The month got off to a shitty start, and had a mediocre middle and a shitty ending. On the 1st March I went for my immunosuppressive infusion. I spent six hours in a hospital chair, plus the 2 hour round trip in the car, got home exhausted then had to take Leona out so that Dave could do some work. He had been working so much those weeks (in spite of my constant protests!) and that day was my breaking point. That afternoon I cried and pleaded and we talked it all over, eventually deciding that he would keep his work commitments to 25 hours per week. That week he finished work on Wednesday night and we had a much-needed four-day weekend. We went to the beach, we relaxed, we planted some trees and I did some batch cooking. Then everything seemed more manageable.

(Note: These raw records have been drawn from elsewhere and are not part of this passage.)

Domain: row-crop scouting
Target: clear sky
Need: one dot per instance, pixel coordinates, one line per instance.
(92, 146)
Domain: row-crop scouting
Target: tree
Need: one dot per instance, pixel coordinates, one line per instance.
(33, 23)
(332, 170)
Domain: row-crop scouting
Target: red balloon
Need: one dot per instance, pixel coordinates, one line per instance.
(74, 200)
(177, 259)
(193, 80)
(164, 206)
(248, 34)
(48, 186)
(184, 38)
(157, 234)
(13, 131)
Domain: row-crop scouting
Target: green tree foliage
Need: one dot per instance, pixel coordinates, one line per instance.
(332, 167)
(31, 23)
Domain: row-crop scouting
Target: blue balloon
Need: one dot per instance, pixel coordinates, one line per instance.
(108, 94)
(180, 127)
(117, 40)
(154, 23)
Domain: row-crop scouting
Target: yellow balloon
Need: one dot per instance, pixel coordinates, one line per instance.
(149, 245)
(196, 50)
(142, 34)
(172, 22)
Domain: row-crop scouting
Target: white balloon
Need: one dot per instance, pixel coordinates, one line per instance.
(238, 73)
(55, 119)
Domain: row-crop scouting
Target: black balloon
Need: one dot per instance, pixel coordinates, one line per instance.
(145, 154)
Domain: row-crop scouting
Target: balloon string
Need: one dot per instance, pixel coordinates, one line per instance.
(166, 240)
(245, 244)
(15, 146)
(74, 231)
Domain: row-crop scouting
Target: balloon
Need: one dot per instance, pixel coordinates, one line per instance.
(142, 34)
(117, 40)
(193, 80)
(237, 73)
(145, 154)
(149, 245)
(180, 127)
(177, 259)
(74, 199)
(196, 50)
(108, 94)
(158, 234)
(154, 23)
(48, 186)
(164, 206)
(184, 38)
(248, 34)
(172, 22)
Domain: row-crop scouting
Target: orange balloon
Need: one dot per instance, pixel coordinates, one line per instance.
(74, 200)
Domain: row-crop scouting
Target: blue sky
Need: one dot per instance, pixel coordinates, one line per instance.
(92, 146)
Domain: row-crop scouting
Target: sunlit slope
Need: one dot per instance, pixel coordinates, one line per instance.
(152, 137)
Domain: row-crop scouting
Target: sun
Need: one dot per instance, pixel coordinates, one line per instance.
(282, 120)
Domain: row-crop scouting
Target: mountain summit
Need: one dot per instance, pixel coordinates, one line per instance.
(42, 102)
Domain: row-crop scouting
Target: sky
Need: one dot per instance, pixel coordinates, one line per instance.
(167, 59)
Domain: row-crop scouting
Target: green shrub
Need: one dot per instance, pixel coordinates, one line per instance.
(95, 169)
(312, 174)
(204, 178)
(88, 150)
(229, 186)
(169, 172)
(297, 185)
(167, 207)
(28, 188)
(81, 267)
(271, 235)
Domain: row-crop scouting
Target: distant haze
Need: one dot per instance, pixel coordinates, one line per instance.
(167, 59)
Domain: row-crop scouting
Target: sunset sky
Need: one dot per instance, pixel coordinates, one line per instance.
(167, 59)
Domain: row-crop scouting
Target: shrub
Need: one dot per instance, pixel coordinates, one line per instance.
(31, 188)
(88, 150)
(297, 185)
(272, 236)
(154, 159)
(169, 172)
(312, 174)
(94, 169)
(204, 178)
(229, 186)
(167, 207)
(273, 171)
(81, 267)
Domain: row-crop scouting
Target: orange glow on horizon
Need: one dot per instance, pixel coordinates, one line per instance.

We spent a few weeks enjoying our new routine of Dave working in the morning, having lunch together then Dave spending the afternoons with Leona whilst I did all my meditation, cold showers, and household chores. It worked really well and I was feeling great.
Then Dave started to get stomach aches so bad that he couldn’t help with Leona or go on the evening walk. I was picking up all the slack thinking it was for a few days. We thought it was the new diet – the one that was finally making me better was making Dave sick! But he ate less and less for a few days and still had terrible pain, eventually forcing him to the doctor. He found out he had appendicitis and had an appendectomy that same night, coming home two days later to recuperate at home. I was getting more and more exhausted by the day and starting to behave in ways I didn’t like – getting short-tempered, irritable and mean.
Then my Mum decided to come out and help. She got all her paperwork together, took a covid test and travelled to London for the flight. We were so excited that we would be able to see each other and get things back on track, but was denied boarding. So we are all feeling tired and sad.
Dave is healing well and helping out more around the house, so hopefully I will be able to recover enough by the time he goes back to work. It just feels like we can’t catch a break at the moment. I’m so tired of working to pick myself up again.